URI describing where this tier will physically store data. If not specified, becomes <baseURI>/data of the corresponding mount (enforced, even if specified, for mounts of type local with partition:ordinal). For multiple tiers within the same mount, there can be only one tier without explicitly specified store. If specified explicitly, store must be outside the mount's baseURI.

schedule

If present, this dictionary contains the following keys.

  • freq: HH:MM:SS Used by the ordinal partition mount to specify length of interval in each ordinal partition. Default 00:10:00.
  • snap: HH:MM:SS Used by the date partition mount to specify when to move data from ordinal to date partition mount. Default 00:00:00.
snap

A snap value of 00:01:00 would allow any late data that arrives in the one minute from 00:00 -> 00:01 belonging to the previous date partition to be saved to that location. Any late data that arrives after 00:01:00 belonging to the previous date partition will be written at the next snap. The data received from 00:00 -> 00:01 belonging to the current date partition will also be saved at this time.

retain

This dictionary may have one or more of the following keys.

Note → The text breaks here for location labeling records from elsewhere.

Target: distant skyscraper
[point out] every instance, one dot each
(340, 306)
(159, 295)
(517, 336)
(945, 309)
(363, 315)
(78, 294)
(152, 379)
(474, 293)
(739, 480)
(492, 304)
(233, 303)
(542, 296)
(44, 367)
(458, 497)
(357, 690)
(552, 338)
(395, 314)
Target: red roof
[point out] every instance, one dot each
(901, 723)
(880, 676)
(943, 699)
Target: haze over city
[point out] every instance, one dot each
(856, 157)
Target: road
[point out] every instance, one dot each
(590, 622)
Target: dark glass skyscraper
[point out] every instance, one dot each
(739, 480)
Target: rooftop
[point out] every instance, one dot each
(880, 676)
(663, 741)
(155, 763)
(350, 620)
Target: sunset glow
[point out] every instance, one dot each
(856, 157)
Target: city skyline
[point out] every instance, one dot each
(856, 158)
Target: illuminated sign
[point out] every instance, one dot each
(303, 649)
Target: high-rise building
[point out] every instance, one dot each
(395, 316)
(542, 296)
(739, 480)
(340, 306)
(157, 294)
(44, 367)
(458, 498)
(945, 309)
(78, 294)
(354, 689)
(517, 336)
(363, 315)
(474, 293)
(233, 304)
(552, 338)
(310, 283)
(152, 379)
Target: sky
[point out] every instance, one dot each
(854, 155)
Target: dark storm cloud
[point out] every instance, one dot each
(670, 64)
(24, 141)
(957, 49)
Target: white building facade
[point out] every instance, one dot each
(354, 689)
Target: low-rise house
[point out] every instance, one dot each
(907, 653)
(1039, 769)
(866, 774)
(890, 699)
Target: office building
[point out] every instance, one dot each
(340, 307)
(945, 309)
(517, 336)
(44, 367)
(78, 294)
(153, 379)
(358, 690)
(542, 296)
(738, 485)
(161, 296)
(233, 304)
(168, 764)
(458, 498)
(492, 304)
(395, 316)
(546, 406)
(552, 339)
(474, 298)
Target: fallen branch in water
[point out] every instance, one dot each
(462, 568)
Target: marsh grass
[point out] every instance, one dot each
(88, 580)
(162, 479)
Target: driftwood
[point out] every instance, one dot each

  • time: A timespan consisting of a number followed by a unit: {Years,Months,Weeks,Days,Hours,Minutes}, e.g. 2 Years. Data which has been stored for this length of time is rolled over.
  • sizePct: A size as percentage of total storage of corresponding mount, specified as a number from 1 to 100.

If multiple keys are set, they are interpreted in an inclusive-OR fashion.

A mount partitioned as ordinal, or of type stream cannot be used with a storage tier that has a retain policy.

compression

If present, this dictionary contains the following keys.

  • algorithm: Compression algorithm: {none, qipc, gzip, snappy, lz4hc}
  • block: Block size
  • level: Compression level

The compression policy currently applies only to tiers associated with a mount of type:local and partition:date.

Tiers can be categorized according to their locality and segmentation format, which imply the characteristics and governing rules:

Stream based tier

Stream based tier represents the in-memory data that is received between write-down events. It is implicit and need not be specified.

Local-ordinal based tier

There has to always be one tier that corresponds to mount of type local with partition ordinal. However its configuration can be omitted, in which case the frequency defaults to 10 minutes.

Local-date based tier

There can be one or more tiers that correspond to mount of type local with partition date. However when only one tier is used, its configuration can be omitted in which case snap-time defaults to midnight, frequency to 1 day, and retain to infinite.


  1. object type mount is currently not supported by SM. Its use is limited to scenarios where database is read-only (SM is not part of the installation).